Pregel API

图本身是递归数据结构,顶点的属性依赖于它们邻居的属性,这些邻居的属性又依赖于自己邻居的属性。所以许多重要的图算法都是迭代的重新计算每个顶点的属性,直到满足某个确定的条件。 一系列的graph-parallel抽象已经被提出来用来表达这些迭代算法。GraphX公开了一个类似Pregel的操作,它是广泛使用的Pregel和GraphLab抽象的一个融合。

在GraphX中,更高级的Pregel操作是一个约束到图拓扑的批量同步(bulk-synchronous)并行消息抽象。Pregel操作者执行一系列的超级步骤(super steps),在这些步骤中,顶点从 之前的超级步骤中接收进入(inbound)消息的总和,为顶点属性计算一个新的值,然后在以后的超级步骤中发送消息到邻居顶点。不像Pregel而更像GraphLab,消息作为一个边三元组的函数被并行 计算,消息计算既访问了源顶点特征也访问了目的顶点特征。在超级步中,没有收到消息的顶点被跳过。当没有消息遗留时,Pregel操作停止迭代并返回最终的图。

注意,与更标准的Pregel实现不同的是,GraphX中的顶点仅仅能发送信息给邻居顶点,并利用用户自定义的消息函数构造消息。这些限制允许在GraphX进行额外的优化。

一下是 Pregel操作((VertexId,VD,A)⇒VD,(EdgeTriplet[VD,ED])⇒Iterator[(VertexId,A)],(A,A)⇒A)(ClassTag[A]):Graph[VD,ED])的类型签名以及实现草图(注意,访问graph.cache已经被删除)

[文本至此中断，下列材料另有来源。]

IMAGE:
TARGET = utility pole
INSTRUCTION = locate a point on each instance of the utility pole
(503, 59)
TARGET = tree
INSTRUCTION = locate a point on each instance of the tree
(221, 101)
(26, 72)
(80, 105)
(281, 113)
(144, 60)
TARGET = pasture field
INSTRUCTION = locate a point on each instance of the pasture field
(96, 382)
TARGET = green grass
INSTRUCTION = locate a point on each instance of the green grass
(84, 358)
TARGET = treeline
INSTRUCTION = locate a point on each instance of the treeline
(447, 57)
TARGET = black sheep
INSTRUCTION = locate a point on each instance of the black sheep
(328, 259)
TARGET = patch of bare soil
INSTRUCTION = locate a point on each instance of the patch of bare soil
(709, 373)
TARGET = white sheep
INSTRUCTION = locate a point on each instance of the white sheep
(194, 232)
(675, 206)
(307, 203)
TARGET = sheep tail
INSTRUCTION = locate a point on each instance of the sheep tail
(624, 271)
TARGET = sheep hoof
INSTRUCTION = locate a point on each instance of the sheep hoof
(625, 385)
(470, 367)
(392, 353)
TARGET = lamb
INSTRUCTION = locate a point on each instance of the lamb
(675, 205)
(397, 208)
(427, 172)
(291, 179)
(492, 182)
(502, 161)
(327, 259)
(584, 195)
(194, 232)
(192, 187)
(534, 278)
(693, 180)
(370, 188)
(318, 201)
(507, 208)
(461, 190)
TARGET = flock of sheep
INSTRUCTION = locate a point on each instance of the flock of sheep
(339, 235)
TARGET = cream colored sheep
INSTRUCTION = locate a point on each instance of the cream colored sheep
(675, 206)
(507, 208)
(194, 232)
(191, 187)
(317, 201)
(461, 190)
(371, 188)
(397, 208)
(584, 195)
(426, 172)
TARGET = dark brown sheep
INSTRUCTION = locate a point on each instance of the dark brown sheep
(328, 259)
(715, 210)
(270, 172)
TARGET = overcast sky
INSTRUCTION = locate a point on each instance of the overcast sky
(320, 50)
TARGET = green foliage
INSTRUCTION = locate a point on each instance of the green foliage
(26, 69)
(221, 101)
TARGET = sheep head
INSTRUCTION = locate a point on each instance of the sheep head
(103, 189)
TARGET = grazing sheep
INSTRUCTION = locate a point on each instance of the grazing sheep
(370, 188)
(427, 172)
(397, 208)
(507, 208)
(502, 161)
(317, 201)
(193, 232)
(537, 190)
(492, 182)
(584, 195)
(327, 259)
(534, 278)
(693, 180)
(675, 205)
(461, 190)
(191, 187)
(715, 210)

  1. class GraphOps[VD, ED] {
  2.   def pregel[A]
  3.       (initialMsg: A,
  4.        maxIter: Int = Int.MaxValue,
  5.        activeDir: EdgeDirection = EdgeDirection.Out)
  6.       (vprog: (VertexId, VD, A) => VD,
  7.        sendMsg: EdgeTriplet[VD, ED] => Iterator[(VertexId, A)],
  8.        mergeMsg: (A, A) => A)
  9.     : Graph[VD, ED] = {
  10.     // Receive the initial message at each vertex
  11.     var g = mapVertices( (vid, vdata) => vprog(vid, vdata, initialMsg) ).cache()
  12.     // compute the messages
  13.     var messages = g.mapReduceTriplets(sendMsg, mergeMsg)
  14.     var activeMessages = messages.count()
  15.     // Loop until no messages remain or maxIterations is achieved
  16.     var i = 0
  17.     while (activeMessages > 0 && i < maxIterations) {
  18.       // Receive the messages: -----------------------------------------------------------------------
  19.       // Run the vertex program on all vertices that receive messages
  20.       val newVerts = g.vertices.innerJoin(messages)(vprog).cache()
  21.       // Merge the new vertex values back into the graph
  22.       g = g.outerJoinVertices(newVerts) { (vid, old, newOpt) => newOpt.getOrElse(old) }.cache()
  23.       // Send Messages: ------------------------------------------------------------------------------
  24.       // Vertices that didn't receive a message above don't appear in newVerts and therefore don't
  25.       // get to send messages.  More precisely the map phase of mapReduceTriplets is only invoked
  26.       // on edges in the activeDir of vertices in newVerts
  27.       messages = g.mapReduceTriplets(sendMsg, mergeMsg, Some((newVerts, activeDir))).cache()
  28.       activeMessages = messages.count()
  29.       i += 1
  30.     }
  31.     g
  32.   }
  33. }

注意,pregel有两个参数列表(graph.pregel(list1)(list2))。第一个参数列表包含配置参数初始消息、最大迭代数、发送消息的边的方向(默认是沿边方向出)。第二个参数列表包含用户 自定义的函数用来接收消息(vprog)、计算消息(sendMsg)、合并消息(mergeMsg)。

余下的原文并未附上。